I asked for a specific example of some existing code that would be broken by this, but none was forthcoming. I understand why, in theory, changing this would be a problem (indeed, changing anything is similarly problematic) but in practice the pros enormously outweigh the cons here.
On 30/08/15 16:59, Donn Cave wrote:
> Quoth Niklas Hambüchen <mail@nh2.me>,
> ... and you go on to demonstrate that you didn't really take the point
> I was trying to make. How did you find out about this flock(2) scenario?

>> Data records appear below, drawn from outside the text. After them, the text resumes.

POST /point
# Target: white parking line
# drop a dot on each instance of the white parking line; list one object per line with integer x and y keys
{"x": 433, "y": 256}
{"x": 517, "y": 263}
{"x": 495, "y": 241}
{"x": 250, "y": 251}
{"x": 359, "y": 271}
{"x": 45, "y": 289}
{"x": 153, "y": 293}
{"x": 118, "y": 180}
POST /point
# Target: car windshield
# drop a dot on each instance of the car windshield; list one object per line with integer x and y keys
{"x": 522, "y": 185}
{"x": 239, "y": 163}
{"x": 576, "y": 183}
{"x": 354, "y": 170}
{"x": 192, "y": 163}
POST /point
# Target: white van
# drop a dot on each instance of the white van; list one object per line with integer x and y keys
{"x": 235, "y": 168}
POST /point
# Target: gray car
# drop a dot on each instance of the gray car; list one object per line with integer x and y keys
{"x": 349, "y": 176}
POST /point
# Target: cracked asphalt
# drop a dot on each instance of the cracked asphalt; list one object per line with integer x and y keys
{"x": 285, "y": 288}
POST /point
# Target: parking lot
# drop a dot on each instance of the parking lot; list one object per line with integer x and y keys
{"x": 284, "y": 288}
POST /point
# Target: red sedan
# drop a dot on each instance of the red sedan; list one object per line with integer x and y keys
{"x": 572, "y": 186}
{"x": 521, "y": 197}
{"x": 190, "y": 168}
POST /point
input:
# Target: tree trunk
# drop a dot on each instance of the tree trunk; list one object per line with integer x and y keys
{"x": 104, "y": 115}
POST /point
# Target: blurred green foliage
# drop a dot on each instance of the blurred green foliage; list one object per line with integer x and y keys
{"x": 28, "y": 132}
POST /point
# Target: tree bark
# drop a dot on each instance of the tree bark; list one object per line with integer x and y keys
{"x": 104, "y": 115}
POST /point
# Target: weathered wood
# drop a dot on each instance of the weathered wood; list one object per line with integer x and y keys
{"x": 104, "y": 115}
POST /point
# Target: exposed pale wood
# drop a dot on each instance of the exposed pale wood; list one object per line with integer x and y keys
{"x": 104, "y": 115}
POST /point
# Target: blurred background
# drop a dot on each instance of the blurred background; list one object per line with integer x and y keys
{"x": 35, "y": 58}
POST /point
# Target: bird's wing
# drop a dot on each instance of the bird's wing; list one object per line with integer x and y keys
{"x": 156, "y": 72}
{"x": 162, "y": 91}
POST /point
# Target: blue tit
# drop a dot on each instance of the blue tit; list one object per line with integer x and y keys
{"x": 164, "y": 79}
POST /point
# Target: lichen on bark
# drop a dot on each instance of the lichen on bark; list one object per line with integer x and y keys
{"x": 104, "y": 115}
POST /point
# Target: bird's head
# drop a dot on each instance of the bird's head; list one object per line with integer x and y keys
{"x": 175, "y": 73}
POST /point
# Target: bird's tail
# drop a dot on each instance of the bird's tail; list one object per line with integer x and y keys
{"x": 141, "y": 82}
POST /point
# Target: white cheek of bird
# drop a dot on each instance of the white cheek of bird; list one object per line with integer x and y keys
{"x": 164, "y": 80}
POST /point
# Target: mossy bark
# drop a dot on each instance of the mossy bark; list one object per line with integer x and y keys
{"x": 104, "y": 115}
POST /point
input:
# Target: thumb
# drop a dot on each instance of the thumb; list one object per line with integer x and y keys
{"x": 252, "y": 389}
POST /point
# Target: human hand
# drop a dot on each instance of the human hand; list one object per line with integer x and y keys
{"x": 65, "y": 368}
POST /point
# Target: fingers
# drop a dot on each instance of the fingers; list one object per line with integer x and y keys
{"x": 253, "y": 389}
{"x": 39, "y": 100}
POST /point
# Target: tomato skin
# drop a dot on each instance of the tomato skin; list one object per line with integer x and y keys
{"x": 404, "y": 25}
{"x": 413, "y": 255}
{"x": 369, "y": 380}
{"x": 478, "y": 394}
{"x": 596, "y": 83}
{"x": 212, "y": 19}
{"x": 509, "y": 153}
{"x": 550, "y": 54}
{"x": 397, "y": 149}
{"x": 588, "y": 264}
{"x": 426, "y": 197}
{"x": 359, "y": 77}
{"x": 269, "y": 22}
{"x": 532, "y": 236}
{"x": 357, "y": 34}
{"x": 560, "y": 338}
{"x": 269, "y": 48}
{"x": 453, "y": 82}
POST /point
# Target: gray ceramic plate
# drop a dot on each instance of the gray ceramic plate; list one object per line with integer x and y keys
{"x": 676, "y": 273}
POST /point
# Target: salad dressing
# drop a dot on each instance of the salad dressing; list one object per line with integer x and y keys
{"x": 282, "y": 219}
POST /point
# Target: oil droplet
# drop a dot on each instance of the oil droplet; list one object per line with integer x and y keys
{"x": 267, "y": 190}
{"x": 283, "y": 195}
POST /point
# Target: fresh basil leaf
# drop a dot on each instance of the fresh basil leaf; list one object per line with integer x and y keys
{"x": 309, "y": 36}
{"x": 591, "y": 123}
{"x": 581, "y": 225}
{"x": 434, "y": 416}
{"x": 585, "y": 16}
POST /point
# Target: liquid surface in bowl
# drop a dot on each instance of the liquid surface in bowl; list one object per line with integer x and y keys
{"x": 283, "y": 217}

> Do you suppose that this is the only one, because you and I don't know
> of any more?
No, I do take your point, and I admit that more things may break when
changing the default.
What I'm saying is that such cases are relatively easy to find. When you
rely on inheriting FDs, you know it.
It is exotic enough that when you've built something that needs it,
you'll remember it.
This leads me to think that the damage done / cost to fix introduced by
breaking the backwards compatibility here might be smaller than the
damage / fixing that will arise in the future from surprising behaviour
and security/privilege problems through leaked FDs in all non-exotic
programs that want to exec() something. I'd assume the Python and Perl
people came to this conclusion.
Further, our community is small, and if you announce something loud and
long-term via mailing list and Reddit, it will go a long way and make it
unlikely that somebody will be unaware of such a change. Your point that
we may break things that we don't know of / understand still stands though.
Regarding pipes and sockets, pipe()/socket() accept CLOEXEC as well.